Welcome to Our Brain Lab
The Lowry lab is interested in investigating the neuronal molecular mechanisms associated with various monogenic intellectual disorders with shared phenotypes. To study these disorders, the Lowry lab utilizes a disease-in-a-dish model from patient-derived induced pluripotent stem cells (hiPSCs) and further differentiate into disease-relevant neuronal subtype.
In Vitro
Rett Research done previously in the lab established a cellular stress signature comprising of senescence and DNA damage.in neural progenitor and neuronal cells associated with increased senescence, damage, and decreased branching.
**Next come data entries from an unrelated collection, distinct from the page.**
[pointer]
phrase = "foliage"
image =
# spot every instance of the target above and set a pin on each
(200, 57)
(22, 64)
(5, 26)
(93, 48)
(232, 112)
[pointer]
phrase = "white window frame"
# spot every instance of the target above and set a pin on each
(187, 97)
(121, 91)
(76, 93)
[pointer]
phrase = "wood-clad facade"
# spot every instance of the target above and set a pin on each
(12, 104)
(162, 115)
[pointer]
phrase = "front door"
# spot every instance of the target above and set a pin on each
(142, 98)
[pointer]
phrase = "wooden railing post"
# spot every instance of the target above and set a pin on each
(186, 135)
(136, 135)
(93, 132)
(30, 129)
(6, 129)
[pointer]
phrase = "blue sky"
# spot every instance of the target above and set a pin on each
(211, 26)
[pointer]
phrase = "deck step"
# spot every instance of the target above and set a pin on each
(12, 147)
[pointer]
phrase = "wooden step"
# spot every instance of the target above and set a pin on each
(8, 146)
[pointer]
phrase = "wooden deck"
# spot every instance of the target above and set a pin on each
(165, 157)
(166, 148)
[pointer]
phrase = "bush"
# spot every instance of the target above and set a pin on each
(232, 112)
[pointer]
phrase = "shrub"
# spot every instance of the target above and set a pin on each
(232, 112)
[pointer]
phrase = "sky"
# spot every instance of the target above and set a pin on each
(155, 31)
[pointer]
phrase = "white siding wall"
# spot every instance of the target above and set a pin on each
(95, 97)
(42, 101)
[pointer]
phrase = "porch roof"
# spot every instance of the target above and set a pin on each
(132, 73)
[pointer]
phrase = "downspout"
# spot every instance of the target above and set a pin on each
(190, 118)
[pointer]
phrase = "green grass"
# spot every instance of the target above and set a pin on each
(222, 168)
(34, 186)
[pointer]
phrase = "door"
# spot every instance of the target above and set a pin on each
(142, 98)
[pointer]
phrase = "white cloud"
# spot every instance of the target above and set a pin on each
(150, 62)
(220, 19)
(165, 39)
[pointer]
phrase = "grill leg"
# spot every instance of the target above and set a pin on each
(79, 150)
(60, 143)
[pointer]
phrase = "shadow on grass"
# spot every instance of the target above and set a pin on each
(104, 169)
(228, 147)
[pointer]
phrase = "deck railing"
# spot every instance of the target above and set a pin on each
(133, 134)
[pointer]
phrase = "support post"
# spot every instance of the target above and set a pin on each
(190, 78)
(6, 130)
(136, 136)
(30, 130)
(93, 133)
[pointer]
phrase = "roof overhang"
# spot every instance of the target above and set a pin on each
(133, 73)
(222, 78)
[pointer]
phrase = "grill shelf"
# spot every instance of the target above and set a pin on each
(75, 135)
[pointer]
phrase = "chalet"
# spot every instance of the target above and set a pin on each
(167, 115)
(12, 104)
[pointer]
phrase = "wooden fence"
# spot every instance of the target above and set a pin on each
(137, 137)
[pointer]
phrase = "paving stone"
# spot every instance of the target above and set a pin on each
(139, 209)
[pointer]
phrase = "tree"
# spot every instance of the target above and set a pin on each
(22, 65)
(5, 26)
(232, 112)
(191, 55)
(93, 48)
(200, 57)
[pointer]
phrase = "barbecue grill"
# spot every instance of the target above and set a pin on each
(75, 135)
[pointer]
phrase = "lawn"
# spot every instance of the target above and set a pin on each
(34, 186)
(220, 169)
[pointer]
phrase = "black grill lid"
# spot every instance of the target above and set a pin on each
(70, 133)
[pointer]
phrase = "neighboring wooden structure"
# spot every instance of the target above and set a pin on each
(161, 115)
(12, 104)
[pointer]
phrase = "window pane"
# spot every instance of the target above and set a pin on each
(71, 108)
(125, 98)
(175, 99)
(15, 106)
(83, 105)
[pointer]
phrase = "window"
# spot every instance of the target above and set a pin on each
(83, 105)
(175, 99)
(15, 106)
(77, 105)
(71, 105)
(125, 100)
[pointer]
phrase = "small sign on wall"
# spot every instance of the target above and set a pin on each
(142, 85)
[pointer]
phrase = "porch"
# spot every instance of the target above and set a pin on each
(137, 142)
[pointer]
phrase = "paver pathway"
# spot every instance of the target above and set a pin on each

Recently, we’ve been able to track the interactions between MECP2 and PARP1, in vivo and in vitro, and we are continuing to investigate the impaired DNA damage response (DDR) cascade responsible for Rett phenotypes as well as possible commonalities with other intellectual disorders (CDKL5, KAT6A, etc.)
In Vivo
The use of murine models to study intellectual disability syndromes offers a valuable approach to investigating the molecular mechanisms behind the symptoms of Rett syndrome in vivo. Through our collaboration with Dr. Michelle Olsen and her team, we have been able to characterize the molecular changes in MECP2 mutant animals, as well as examine the behavioral and physiological changes that occur in these models. Using this preclinical in vivo model, we have also tested NAD+ treatment as a strategy to rescue PARP activity and, in turn, reduce DNA damage. Our ongoing studies contribute to a deeper understanding of Rett syndrome and support the development of targeted therapeutic strategies.
Welcome to Our Skin Lab
The Lowry lab is interested in hair follicle stem cell (HFSC) fate decisions in normal physiology, aging, and cancer.
Normal Physiology
We have discovered how manipulating metabolism to increase lactate dehydrogenase activity in HFSCs, activates these stem cells and induces the hair growth cycle. We are currently exploring the exact mechanism and contributing factors to HFSC activation with goals to further understand stem cells maintenance and hair growth.
Aging
Our previous findings have allowed up to activate HFSCs by targeting the mitochondrial pyruvate carrier (Mpc1). We have shown pharmacological inhibition of Mpc1 using UK5099 can activate HFSCs and induce hair growth. In aged skin, HFSCs are still present in the hair follicle but are dormant. Thus, during aging, there is a decrease in hair growth and skin maintenance due to the lack of HFSC activation. We are currently exploring if UK5099 can rejuvenate the skin and activate HFSCs in an aging setting.
Cancer
We have established metabolic flexibility of a type of skin cancer called squamous cell carcinoma (SCC). Previous findings have found that HFSCs can give rise to SCCs upon oncogenic mutations. Years of work in our lab has identified the metabolic enzymes required for SCC growth and we have shown that starving the cells of origins for SCC from these enzymes is suffice to prevent SCC formation. Ongoing experiments focus on recapitulating these findings using pharmacological inhibitors and further studying tumor fate decisions in our genetic conditions.